The loss of life at Upper Big Branch happened in one horrific instant. The economic collapse has not killed people, but it has gradually destroyed millions of lives. Both calamities occurred because elected officials who should have been creating a regulatory system that protects working families instead created a system that protects the corporations it was meant to watch over.
Just look at the ways in which the New York Times describes the regulatory agency that so atrociously failed the Upper Big Branch miners:
Sound familiar? Most of these conditions were the same ones that led to the housing bubble, credit default swaps, toxic derivatives -- and, by extension, the bank bailout, long-term unemployment with no end in sight, and the rapid acceleration of the decline of America's middle class.
The "fundamentally weak" state of America's watchdogs is the deliberate end product of massive amounts of corporate lobbying. In the case of the mining industry, the amount spent by mine owners on lobbyists intent on weakening regulations and widening loopholes has skyrocketed from under $2.5 million in 2003 to $14 million today, with predictable results: profits up; dead miners up.

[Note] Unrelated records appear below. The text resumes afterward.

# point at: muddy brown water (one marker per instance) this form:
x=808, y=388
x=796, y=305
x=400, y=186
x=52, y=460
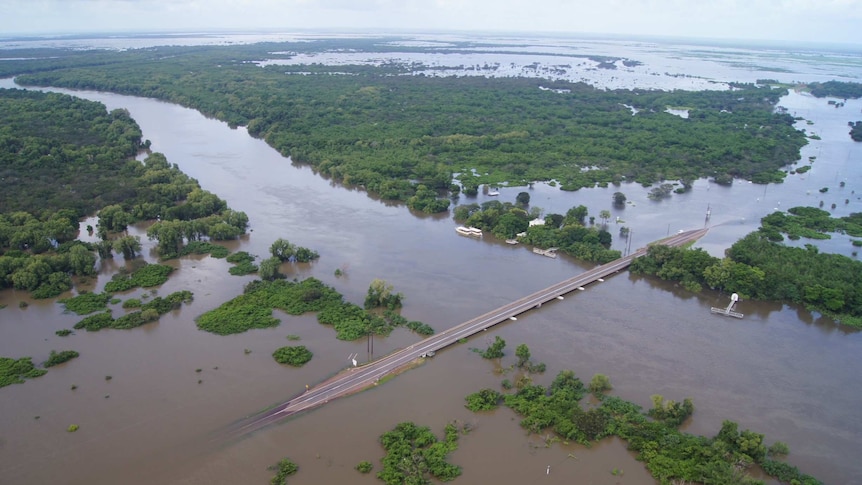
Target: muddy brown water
x=781, y=370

The problem isn't a shortage of regulators. It's the way we've allowed the regulated to game the system. The federal government has an entire agency, the Mine Safety and Health Administration (MSHA), dedicated to overseeing the mining industry. Indeed, a federal inspector was at the Upper Big Branch mine hours before it blew up.
Similarly, there are myriad financial regulatory agencies. In fact, before the economic meltdown there were dozens of federal regulators dedicated to keeping an eye on the big banks -- in many cases, with offices inside the premises of the banks. Fannie Mae and Freddie Mac had the Office of Federal Housing Enterprise Oversight and the Federal Housing Finance Agency dedicated solely to them. And, after Bear Stearns crashed, Tim Geithner's New York Fed had a team of examiners at Lehman Brothers every day. And yet they still missed the economic collapse.
Regulations are "very difficult to comply with," and "so many of the laws" are "nonsensical." Those are the words of Don Blankenship, the CEO of Massey Energy, the company that owns the Upper Big Branch mine and has a grotesque history of safety violations.
In the case of the financial industry, the reason it can't be regulated adequately is because, as Alan Greenspan put it last week in testimony before the Financial Crisis Inquiry Commission, "the complexity is awesome," and regulators "are reaching far beyond [their] capacities."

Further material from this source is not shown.